Monday, August 7, 2017

Grand Marais, Devils Track Lake and the Gunflint Trail

July 29 - August 5, 2017:


We arrive at the Devil’s Track Lake campground in the Superior National Forest, it’s great to be back in the forest !!  There are a few open campsites to chose from and we set up in one, but then see people in one of the lakefront sites pulling out.  After looking at it we decide to change sites as it is a huge site with a beautiful lake view where you can walk down stairs to the waters edge.  The campsites here have no hookups, but water is available, we have good exposure for our solar panels and if need be we can run the generator.  So in a few miles we have gone from a very noisy, expensive parking lot campground to a scenic, quiet, serene, inexpensive campsite.  The call of the Loons in the lake is pretty special too !  We decide to stay here the whole week as we like the area.
   

Evening view of Devils Track Lake from behind our campsite


One of our best campsites of the year

Good spot for a campfire


The Devil Track Lake gets it’s name from the Devil Track River which flows through it.  The Anishinabe Indian name for the river is “Manido bimadagakowini zibi”  which supposedly translates into english as “spirits walking place on the ice river”.  This suggests something supernatural about the lake, not necessarily bad, could be good spirits.  I feel something may be lost in this translation.  However, we do have a Loon or two on the lake and the call of the Loon could be considered a supernatural sound. 
  

The sign at the campground
    

We take an approximate four mile roundtrip hike on the Superior Trail from the Pincushion Overlook off Gunflint Trail to the bluffs.  On the bluffs we find a woman resting who has been backpacking on the trail for the past week. She is headed for the overlook parking lot where we started the hike and is hoping it has water as she is running low.  She has some water from a beaver pond and could filter it, but would prefer not to.  We didn’t have any on us to spare but remembered on our way back that we had a couple of bottles in the Jeep.  As expected she was right behind us as we arrived back at the overlook and was really happy to get that water which would get her to her next water location.  It always makes you feel good to help a someone on the trail.


The trees are covered in various types of lichens


This Deer stood and watched us walk by from about 20 feet away



After the hike, as we are hot and thirsty and it’s Twinkles birthday, so we immediately go the Gunflint Tavern in Grand Marais for lunch and a nice cold beer.  This has come to be our favorite place for food and drink here.



The Gunflint Tavern


The Gunflint Trail is a paved road today but it once was more of a trail.  It goes from Grand Marais northwest for about 60 miles to the “end of the road” where the Boundary Waters Canoe Wilderness Area begins.  There are many hunting and fishing lodges and guide and outfitter services along this road.  I took a ride on it to the Moose viewing blind which involves a short hike into the forest to a marshy area.  I didn’t see any Moose but they was an interesting old mangled up 1960’s Chrysler car with a hemi engine sitting in the forest.

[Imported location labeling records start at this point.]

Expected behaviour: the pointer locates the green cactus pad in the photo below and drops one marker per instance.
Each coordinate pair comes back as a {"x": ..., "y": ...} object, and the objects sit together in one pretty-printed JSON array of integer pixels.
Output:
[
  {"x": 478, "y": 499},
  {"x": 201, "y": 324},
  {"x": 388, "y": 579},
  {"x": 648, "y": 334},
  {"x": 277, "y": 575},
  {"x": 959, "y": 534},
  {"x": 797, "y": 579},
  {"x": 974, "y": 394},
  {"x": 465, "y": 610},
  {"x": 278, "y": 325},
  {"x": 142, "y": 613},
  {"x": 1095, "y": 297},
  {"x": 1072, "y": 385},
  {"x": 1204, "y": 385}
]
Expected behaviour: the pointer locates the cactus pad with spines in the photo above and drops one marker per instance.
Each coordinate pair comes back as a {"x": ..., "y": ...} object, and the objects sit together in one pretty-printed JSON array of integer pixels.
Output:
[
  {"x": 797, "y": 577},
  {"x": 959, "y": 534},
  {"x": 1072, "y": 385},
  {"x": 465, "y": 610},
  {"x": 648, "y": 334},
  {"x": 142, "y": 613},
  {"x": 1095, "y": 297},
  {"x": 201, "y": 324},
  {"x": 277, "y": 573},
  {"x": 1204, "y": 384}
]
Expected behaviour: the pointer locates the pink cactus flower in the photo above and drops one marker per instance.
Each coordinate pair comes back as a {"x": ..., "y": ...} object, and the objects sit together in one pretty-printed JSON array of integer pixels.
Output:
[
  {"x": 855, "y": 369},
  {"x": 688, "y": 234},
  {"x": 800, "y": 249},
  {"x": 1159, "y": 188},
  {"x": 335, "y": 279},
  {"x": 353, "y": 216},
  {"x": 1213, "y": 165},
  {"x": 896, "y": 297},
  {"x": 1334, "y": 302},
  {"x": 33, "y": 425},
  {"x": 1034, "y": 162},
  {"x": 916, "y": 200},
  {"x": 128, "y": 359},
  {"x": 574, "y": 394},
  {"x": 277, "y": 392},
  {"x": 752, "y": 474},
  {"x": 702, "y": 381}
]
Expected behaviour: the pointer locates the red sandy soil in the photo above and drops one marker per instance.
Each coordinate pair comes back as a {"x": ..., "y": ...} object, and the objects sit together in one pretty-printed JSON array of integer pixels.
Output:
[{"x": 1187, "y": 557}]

https://en.wikipedia.org/wiki/Boundary_Waters_Canoe_Area_Wilderness



The Gunflint Trail entrance in Grand Marais, it's an old metal sign that has been restored


I also liked this water tank about a mile up the trail


This is what you see at the end of the Moose viewing trail, about
25 miles north off the trail.   I hung out for a while but saw nothing.



Except for this 1960's Chrysler along the trail

I took a side trip to this lake where a group of canoeists were
about to depart and took a group photo for them.  It looked like

a great area to canoe.


A nice pond along the road


There was one Lily blooming


The majority of the lakes are obscured by the forest and not visible from the road but there are side roads for access.  A topographical map is really helpful to see them.  This area has been heavily logged, the forests look good from a distance but up close they are pretty mangy looking.  I wish I could time travel back to see the forest in the 1600’s when it was more of a virgin forest.

   
The Gunflint Trail, a few tall trees among mostly young trees



The hiking possibilities are great along the Lake Superior shoreline both in summer and winter, there is even a major ski hill a few miles away.  There are four or five state parks that are decent day trips from the campground that all have rivers that flow steeply down into Lake Superior with deep canyons and multiple waterfalls.
We visit both the Cascade River State Park and the Temperance River State Parks which both have great trails.  The rivers run steeply downhill into Lake Superior, are fast flowing, rocky and have cut deep gorges and cascading waterfalls.  The trails wind along the river on both side up and down stairs and over bridges.  At Temperance State Park there are a couple of areas where people are swimming and jumping off ledges high above into the water below.


 
One of several waterfalls on the Cascade River at Cascade State Park


The Cascade River goes through bridge and into Lake Superior


The Temperance River

Great waterfall on the Temperance River

Young teenage girl jumping into the river


We do another hike near Temperance State Park called the Oberg Loop Trail. It climbed up to a bluff top and then looped around to several scenic viewpoints.  It is a very popular hike which got kind of got crowded at the viewpoints.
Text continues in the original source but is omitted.